Question

find the lengths of the sides of each right triangle. i can use the pythagorean theorem. $x^{2}+(x + 1)^{2}=49$ $x^{2}+x^{2}+2x + 1=49$ $2x^{2}+2x-48 = 0$

Explanation:

Step1: Apply Pythagorean theorem

For a right - triangle with sides $a$, $b$ and hypotenuse $c$, $a^{2}+b^{2}=c^{2}$.

Step2: Expand equations

Expand the squared terms in the Pythagorean equations. For example, $(x + 1)^{2}=x^{2}+2x + 1$.

Step3: Simplify equations

Combine like - terms to get quadratic equations in standard form $ax^{2}+bx + c = 0$.

Step4: Solve quadratic equations

Use the quadratic formula $x=\frac{-b\pm\sqrt{b^{2}-4ac}}{2a}$ or simple algebraic manipulation to solve for $x$. Reject negative values of $x$ as side - lengths of a triangle cannot be negative.

Step5: Find side - lengths

Substitute the valid value of $x$ back into the expressions for the sides of the triangle to find their lengths.

Answer:

1. For the first triangle with sides $x$, $x + 1$ and hypotenuse $7$:

• First, solve the quadratic equation $2x^{2}+2x - 48=0$. Divide through by $2$ to get $x^{2}+x - 24=0$. Using the quadratic formula $x=\frac{-b\pm\sqrt{b^{2}-4ac}}{2a}$ for the quadratic equation $ax^{2}+bx + c = 0$, here $a = 1$, $b = 1$, $c=-24$. So $x=\frac{-1\pm\sqrt{1^{2}-4\times1\times(-24)}}{2\times1}=\frac{-1\pm\sqrt{1 + 96}}{2}=\frac{-1\pm\sqrt{97}}{2}$. Since side - length cannot be negative, $x=\frac{-1+\sqrt{97}}{2}\approx\frac{-1 + 9.85}{2}=4.425$. The sides are $x\approx4.425$, $x + 1\approx5.425$ and $7$.

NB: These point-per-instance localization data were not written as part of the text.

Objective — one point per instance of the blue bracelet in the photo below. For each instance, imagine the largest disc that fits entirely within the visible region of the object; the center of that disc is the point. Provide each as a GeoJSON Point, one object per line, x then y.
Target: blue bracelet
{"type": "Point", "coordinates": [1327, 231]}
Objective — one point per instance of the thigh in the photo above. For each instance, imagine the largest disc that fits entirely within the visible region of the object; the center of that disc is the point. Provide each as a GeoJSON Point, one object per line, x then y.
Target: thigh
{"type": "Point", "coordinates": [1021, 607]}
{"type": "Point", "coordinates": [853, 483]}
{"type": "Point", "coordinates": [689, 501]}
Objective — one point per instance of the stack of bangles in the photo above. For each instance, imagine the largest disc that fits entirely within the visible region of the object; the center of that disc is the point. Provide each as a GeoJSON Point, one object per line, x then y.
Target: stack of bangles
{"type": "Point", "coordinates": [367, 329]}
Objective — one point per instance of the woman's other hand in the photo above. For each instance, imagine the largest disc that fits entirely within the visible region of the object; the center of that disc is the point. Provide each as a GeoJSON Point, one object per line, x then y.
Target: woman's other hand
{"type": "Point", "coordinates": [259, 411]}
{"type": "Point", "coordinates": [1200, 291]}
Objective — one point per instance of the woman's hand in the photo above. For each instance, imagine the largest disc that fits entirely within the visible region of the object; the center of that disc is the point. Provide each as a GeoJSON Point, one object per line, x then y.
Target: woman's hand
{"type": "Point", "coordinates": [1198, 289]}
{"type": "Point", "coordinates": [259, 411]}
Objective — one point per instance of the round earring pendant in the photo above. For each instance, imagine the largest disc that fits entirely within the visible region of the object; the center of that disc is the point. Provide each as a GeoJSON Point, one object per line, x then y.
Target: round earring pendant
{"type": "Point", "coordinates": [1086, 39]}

1. For the second triangle with sides $x$ and $20$ and hypotenuse $x + 4$:

• Apply the Pythagorean theorem: $x^{2}+20^{2}=(x + 4)^{2}$. Expand to get $x^{2}+400=x^{2}+8x + 16$. Subtract $x^{2}$ from both sides: $400=8x + 16$. Subtract $16$ from both sides: $384=8x$. Solve for $x$: $x = 48$. The sides are $48$, $20$ and $x + 4=52$.

1. For the third triangle with sides $x$ and $10$ and hypotenuse $x + 6$:

• By the Pythagorean theorem, $x^{2}+10^{2}=(x + 6)^{2}$. Expand: $x^{2}+100=x^{2}+12x+36$. Subtract $x^{2}$ from both sides: $100=12x + 36$. Subtract $36$ from both sides: $64=12x$. Solve for $x$: $x=\frac{16}{3}\approx5.33$. The sides are $x\approx5.33$, $10$ and $x + 6\approx11.33$.

1. For the fourth triangle with sides $x - 1$ and $x + 8$ and hypotenuse $12$:

• Apply the Pythagorean theorem: $(x - 1)^{2}+(x + 8)^{2}=12^{2}$. Expand: $x^{2}-2x + 1+x^{2}+16x + 64 = 144$. Combine like - terms: $2x^{2}+14x+65 - 144=0$, so $2x^{2}+14x - 79 = 0$. Using the quadratic formula with $a = 2$, $b = 14$, $c=-79$, $x=\frac{-14\pm\sqrt{14^{2}-4\times2\times(-79)}}{2\times2}=\frac{-14\pm\sqrt{196 + 632}}{4}=\frac{-14\pm\sqrt{828}}{4}=\frac{-14\pm6\sqrt{23}}{4}=\frac{-7\pm3\sqrt{23}}{2}$. Since side - length cannot be negative, we take the positive root. $x=\frac{-7 + 3\sqrt{23}}{2}\approx\frac{-7+3\times4.796}{2}=\frac{-7 + 14.388}{2}=3.694$. The sides are $x - 1\approx2.694$, $x + 8\approx11.694$ and $12$.